At face value, these affirmations might seem convincing, but it is important to keep in mind that the elections held during the second wave resulted in becoming super-spreaders of the deadly virus. It is necessary to question the precautions that will be taken by the Election Commission in case of the onset of another wave during the scheduled elections. The EC must also make sure that these elections do not lead to another surge of Coronavirus cases in the country. To guide the actions and precautions taken by the concerned authorities, it is important that we learn from the elections held this year.
West Bengal, which held its elections in March 2021, reported a sharp rise in cases in a subsequent couple of weeks, showing a clear linkage between the two events. No heed was paid towards following COVID-19 guidelines as people gathered in masses during the election campaigns and rallies held by numerous candidates. As per the State’s Health Department, the first election was held on March 27 on which day the state saw a single-day spike of 812 cases along with two deaths. The number of cases rose significantly in the subsequent days. The State suffered an escalation of almost five to eight times as many cases of COVID-19 reported per day, in comparison to the beginning in October 2020, and the infection rate peaked. Authorities involved in conducting the election polls claimed that appropriate COVID-19 safety measures were taken. However, the massive population of our nation makes the implementation of strict rules and social distancing a tough task.
In UP, a total of 1621 teachers died due to the Coronavirus during their duties at the gram panchayat elections. The Health Department of the State, however, claims that only 3 deaths occurred during the polls. It is evident from data and reports that many teachers were exposed to the virus during duty periods, which were imposed on them.
In April, the seven-day average of new COVID-19 cases in these four states and Puducherry went up by more than twice the national average in the respective week. Assam witnessed the worst surge in COVID-19 cases, standing at 76% followed by West Bengal at 54%. The best performer was Tamil Nadu where cases saw the lowest increase, with a growth rate of 40%.
The way forward: States shall gear up to stay more cautious in upcoming elections
The positive news, now, is that the growth rate of fresh cases being reported is seeing a remarkable decline and the second wave is beginning to subside. This reduction can be seen as a result of the winding-up of the election process in these States. We cannot however dismiss the tragedy that the residents of these States suffered at the hands of elections.
At present, majority of the State Governments are highly engrossed in making arrangements for a potential third wave. Many countries around the world are also reporting their experiences of the fourth wave.

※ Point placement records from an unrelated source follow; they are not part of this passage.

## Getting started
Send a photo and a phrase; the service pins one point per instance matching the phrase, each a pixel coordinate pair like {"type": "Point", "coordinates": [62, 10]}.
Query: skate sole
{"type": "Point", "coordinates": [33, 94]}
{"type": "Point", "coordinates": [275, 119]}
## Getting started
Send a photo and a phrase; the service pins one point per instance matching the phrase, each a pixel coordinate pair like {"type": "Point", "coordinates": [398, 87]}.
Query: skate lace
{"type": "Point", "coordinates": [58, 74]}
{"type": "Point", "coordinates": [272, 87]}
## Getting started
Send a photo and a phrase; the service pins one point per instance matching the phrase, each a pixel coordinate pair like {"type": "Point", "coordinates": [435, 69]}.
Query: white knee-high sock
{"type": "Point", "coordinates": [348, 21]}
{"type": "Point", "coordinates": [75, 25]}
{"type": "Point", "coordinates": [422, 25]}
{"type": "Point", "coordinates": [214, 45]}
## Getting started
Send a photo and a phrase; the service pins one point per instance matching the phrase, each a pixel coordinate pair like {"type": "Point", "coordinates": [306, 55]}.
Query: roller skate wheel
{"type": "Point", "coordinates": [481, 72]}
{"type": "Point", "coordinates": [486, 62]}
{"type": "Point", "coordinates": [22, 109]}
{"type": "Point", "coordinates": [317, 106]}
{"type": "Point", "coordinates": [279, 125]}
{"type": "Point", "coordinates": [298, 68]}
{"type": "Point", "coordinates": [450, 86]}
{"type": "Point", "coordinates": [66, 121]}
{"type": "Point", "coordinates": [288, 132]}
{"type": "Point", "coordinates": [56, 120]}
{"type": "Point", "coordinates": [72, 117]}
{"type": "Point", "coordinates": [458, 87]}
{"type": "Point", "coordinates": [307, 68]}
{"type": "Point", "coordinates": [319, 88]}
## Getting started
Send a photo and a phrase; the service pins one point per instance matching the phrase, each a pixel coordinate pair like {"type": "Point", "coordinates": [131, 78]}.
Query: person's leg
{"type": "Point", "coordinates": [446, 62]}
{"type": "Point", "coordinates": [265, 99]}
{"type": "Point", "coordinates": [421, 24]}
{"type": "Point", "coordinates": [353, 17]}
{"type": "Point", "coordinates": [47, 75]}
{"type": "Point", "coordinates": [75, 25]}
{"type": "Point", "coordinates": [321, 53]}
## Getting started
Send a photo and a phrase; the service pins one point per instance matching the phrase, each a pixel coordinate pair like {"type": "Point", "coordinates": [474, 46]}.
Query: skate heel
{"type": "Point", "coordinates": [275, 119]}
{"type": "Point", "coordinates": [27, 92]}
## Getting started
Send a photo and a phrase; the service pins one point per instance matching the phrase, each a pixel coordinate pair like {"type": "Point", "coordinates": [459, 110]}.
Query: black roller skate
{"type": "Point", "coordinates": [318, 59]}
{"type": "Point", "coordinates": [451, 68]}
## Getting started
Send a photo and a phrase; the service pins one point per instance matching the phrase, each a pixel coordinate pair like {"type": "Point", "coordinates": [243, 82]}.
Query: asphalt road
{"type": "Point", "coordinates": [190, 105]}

This should be an eye-opener for India and people with power and authority should not rule out the possibility of subsequent waves and the chances of them being severe, as we have already observed in the recent past.
While conducting timely elections is one of the foremost duties of the election commission, we must at the same time ramp up our vaccination drives to ensure the maximum safety of people. Currently, the unstable system of vaccinations is also causing much concern amongst citizens of the country as they are frantically trying to get vaccination slots. Prior to conducting the 2022 Elections, Central and State governments must focus on vaccination drive. We look up to our leaders for effective administration and implementation of rules and guidelines and hence hope that the measures taken in future for any mass gatherings will be fulfilled with utmost precision and strictness.